Ve bugün, askeri vesayetin AK Parti marifetiyle büyük ölçüde geriletilmiş olduğu bir dönemde ikinci cumhuriyetçi tezlerin banisi Mehmet Altan’ın basında olmaması, en azından, tuhaf bir durumdur.
Gelelim TSK benzetmeme.
Basında bugün AK Parti ile ilgili yazı yazan üç tür köşe yazarı görüyoruz: birinciler AK Parti’nin yaptıklarını ve yapacaklarını her koşulda manasızca eleştirenler, bunların zaten bir ağırlığı pek yok, ikincisi AK Parti’nin yaptıklarını eleştirmeden destekleyenler ve üçüncü olarak da AK Parti’yi yaptıklarından değil, yapmadıklarından eleştirenler.

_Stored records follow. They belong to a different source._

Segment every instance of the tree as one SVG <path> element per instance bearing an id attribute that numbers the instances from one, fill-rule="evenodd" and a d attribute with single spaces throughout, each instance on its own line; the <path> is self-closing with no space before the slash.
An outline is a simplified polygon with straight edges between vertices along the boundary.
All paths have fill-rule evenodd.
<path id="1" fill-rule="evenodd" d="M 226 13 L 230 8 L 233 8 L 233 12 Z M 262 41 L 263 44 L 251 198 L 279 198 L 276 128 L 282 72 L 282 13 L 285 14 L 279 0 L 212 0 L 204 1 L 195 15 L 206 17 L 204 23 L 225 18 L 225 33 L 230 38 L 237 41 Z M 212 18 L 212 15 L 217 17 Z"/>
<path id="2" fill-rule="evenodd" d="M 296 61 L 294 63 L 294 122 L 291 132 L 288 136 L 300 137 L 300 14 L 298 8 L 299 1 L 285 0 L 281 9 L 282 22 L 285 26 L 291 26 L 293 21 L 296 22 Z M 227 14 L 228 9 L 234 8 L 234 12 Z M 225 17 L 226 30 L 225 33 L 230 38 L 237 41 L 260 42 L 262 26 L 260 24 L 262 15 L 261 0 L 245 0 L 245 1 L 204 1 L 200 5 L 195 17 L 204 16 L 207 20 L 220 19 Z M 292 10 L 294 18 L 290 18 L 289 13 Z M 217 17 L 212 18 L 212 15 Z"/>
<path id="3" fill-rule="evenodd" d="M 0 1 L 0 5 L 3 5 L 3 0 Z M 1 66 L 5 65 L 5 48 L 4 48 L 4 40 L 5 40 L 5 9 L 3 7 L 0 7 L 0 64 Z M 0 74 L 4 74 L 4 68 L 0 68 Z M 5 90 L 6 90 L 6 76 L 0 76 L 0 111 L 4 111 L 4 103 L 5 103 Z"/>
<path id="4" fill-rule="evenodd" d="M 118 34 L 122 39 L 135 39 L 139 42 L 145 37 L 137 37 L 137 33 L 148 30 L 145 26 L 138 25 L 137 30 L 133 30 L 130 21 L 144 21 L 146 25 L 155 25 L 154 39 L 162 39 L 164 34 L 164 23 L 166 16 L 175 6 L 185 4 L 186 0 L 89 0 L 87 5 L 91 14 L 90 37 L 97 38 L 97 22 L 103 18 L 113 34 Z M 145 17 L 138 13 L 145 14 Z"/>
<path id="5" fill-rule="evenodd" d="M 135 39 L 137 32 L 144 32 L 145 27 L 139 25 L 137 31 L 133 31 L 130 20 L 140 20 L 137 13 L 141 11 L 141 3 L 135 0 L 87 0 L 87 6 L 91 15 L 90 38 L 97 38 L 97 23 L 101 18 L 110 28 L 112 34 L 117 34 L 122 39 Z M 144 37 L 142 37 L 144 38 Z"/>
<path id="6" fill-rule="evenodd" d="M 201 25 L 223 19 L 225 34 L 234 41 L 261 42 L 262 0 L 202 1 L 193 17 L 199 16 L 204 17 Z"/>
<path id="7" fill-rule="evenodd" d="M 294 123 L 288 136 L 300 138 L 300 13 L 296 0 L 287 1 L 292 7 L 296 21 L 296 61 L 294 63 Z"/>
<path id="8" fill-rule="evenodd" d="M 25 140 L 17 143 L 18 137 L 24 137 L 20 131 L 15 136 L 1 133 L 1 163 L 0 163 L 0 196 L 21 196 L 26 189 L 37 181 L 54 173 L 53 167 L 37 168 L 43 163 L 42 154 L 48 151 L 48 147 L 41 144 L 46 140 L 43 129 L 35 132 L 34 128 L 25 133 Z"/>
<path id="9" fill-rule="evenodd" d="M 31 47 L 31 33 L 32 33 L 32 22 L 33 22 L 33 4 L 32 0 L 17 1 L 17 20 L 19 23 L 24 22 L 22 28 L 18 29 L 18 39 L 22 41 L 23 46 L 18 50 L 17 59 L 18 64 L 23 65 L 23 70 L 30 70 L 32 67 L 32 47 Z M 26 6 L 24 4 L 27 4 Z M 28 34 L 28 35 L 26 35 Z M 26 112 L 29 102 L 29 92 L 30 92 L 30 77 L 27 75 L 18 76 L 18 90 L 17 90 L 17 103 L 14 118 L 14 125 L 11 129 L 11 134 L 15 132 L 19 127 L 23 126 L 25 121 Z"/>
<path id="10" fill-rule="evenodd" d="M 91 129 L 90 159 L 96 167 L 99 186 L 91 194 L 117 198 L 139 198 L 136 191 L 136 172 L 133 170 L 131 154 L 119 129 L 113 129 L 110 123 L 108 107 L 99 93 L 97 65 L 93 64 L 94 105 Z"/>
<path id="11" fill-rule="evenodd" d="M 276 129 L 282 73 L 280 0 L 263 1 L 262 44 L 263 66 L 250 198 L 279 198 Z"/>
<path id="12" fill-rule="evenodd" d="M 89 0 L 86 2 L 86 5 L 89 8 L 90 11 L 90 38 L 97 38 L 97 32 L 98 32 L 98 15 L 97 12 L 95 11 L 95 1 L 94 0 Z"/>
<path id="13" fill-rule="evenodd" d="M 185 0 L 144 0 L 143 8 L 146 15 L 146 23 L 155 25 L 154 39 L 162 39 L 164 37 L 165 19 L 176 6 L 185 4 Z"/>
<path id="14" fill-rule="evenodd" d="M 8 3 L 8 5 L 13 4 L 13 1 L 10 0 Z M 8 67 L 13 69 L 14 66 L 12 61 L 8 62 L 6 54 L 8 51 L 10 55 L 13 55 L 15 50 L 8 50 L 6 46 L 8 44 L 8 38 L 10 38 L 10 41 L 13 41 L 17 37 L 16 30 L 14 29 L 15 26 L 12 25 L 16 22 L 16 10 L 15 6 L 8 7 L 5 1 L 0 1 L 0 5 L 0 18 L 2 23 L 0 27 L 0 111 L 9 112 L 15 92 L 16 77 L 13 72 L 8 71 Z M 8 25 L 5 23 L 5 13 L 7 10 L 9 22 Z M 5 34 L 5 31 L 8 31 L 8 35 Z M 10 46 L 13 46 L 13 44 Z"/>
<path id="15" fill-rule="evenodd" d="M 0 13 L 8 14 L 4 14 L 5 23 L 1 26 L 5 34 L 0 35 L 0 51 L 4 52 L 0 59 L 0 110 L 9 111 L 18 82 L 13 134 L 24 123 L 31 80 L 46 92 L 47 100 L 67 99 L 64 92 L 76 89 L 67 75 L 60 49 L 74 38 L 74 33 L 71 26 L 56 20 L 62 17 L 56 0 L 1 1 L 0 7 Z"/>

Yeni Türkiye’nin inşaa sürecinde, bendeniz, bu üçüncü grubun katkısını, AK Parti’nin yaptıklarını değil, yapmadıklarını eleştirenlerin yapıcı katkısını, itme gücünü çok önemsiyorum.
Yeni Türkiye’nin inşaa sürecinde de entelektüel ve yapıcı acımasız denetimin payı çok büyük olacak.
Mehmet de galiba bu üçüncü grubun en önemli yazarlarından idi.